Quansight-Labs / numpy.net

A port of NumPy to .Net
BSD 3-Clause "New" or "Revised" License
128 stars 14 forks source link

[Requirement]Support serialization #46

Closed ChengYen-Tang closed 1 year ago

ChengYen-Tang commented 1 year ago

I want ndarray, shape, np.random, dtype, serializable using system.text.json https://learn.microsoft.com/en-us/dotnet/api/system.text.json?view=net-7.0

Thanks

KevinBaselinesw commented 1 year ago

I like the idea of being able to serialize the ndarray objects but it is going to take some work. I have attached a quick sample application serializes the shape class. I am testing it with both System.Text.Json and NewtonSoft.Json.

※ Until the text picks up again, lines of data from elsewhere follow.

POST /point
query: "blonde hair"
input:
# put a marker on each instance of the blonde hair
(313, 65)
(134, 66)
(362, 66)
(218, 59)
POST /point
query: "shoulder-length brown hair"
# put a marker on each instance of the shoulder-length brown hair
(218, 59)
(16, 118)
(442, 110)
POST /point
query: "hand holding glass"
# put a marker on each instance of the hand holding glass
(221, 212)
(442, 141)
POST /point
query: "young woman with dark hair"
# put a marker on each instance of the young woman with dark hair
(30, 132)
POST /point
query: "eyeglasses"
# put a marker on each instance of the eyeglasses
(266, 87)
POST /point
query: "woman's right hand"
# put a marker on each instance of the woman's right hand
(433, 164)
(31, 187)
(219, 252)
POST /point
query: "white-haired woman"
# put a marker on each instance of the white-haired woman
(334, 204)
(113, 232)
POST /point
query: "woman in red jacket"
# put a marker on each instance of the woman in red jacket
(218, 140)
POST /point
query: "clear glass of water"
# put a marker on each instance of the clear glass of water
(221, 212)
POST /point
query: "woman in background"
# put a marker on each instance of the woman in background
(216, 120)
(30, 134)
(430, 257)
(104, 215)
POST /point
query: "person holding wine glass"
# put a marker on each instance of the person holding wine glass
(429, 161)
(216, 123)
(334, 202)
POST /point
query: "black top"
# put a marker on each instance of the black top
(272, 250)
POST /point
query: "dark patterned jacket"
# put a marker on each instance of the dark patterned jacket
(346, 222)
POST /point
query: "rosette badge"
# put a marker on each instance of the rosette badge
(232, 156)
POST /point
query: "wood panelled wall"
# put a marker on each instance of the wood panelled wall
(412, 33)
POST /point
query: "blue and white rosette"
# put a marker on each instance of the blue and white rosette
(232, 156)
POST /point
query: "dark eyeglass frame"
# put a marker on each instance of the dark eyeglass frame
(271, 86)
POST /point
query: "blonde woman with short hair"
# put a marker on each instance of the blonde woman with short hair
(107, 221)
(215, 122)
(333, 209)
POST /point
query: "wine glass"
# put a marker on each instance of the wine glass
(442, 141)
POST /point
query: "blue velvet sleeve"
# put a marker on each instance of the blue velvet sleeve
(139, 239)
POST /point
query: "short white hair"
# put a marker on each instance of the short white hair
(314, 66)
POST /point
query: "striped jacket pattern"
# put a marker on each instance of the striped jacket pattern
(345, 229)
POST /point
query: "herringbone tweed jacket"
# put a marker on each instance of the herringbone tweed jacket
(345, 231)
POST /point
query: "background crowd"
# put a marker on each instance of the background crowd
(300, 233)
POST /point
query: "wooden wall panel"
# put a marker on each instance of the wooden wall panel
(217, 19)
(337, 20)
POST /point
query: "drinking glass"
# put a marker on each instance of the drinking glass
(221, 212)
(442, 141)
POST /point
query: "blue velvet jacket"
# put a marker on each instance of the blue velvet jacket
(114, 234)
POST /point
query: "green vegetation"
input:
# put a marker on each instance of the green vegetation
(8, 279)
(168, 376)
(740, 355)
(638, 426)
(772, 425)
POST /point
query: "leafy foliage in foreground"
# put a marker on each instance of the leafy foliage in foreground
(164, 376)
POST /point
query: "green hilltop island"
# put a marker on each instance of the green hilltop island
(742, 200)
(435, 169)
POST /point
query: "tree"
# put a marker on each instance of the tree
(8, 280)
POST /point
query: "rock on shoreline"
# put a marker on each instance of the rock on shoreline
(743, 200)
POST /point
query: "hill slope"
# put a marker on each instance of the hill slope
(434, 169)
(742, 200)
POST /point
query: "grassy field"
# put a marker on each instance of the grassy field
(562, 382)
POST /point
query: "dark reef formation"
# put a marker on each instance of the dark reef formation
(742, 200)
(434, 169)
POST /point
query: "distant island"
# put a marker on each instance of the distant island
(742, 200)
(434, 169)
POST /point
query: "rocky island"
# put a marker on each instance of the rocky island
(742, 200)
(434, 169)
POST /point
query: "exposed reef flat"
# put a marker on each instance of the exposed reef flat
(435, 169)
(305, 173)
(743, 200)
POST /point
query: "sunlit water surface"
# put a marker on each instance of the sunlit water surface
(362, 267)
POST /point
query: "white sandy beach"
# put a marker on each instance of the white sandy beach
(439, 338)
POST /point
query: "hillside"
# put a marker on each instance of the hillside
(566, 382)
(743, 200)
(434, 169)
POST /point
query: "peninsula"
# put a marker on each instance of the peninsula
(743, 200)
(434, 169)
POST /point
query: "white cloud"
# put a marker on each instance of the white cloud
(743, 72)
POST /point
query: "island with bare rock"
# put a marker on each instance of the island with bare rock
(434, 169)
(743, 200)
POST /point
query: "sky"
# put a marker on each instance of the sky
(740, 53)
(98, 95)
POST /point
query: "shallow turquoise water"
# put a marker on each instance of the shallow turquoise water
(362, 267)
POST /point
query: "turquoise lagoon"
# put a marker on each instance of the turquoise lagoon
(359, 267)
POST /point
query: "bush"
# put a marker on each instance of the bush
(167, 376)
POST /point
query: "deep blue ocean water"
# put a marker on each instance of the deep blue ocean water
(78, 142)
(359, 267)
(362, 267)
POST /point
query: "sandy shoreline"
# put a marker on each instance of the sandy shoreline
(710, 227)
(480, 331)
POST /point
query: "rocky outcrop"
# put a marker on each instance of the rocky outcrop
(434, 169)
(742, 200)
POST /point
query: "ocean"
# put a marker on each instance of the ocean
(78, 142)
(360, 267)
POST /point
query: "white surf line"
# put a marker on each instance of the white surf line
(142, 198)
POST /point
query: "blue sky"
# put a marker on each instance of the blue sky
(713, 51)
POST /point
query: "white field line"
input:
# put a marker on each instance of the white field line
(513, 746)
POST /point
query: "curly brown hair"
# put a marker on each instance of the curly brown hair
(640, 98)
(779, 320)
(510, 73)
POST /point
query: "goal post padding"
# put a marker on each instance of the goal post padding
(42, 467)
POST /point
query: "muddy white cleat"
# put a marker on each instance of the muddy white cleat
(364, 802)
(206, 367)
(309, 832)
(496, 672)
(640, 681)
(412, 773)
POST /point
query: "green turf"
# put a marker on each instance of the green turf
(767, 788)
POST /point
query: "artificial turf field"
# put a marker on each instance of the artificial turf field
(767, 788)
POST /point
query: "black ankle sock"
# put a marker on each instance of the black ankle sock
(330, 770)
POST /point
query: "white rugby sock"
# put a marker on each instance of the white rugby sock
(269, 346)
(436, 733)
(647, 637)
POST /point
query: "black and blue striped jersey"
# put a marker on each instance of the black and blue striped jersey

Note: System.Text.Json is only supported on later versions of .NET. I build numpydotnet for .net standard 2.0 which does not support this. I think there are users of the library that can't move to a new version of the .NET so it can't be built into the library.

what I propose is modifying the various objects so that the application can successfully be serialized by at least these two most commonly used serializers. We probably should ensure that XML can properly serialize it as well.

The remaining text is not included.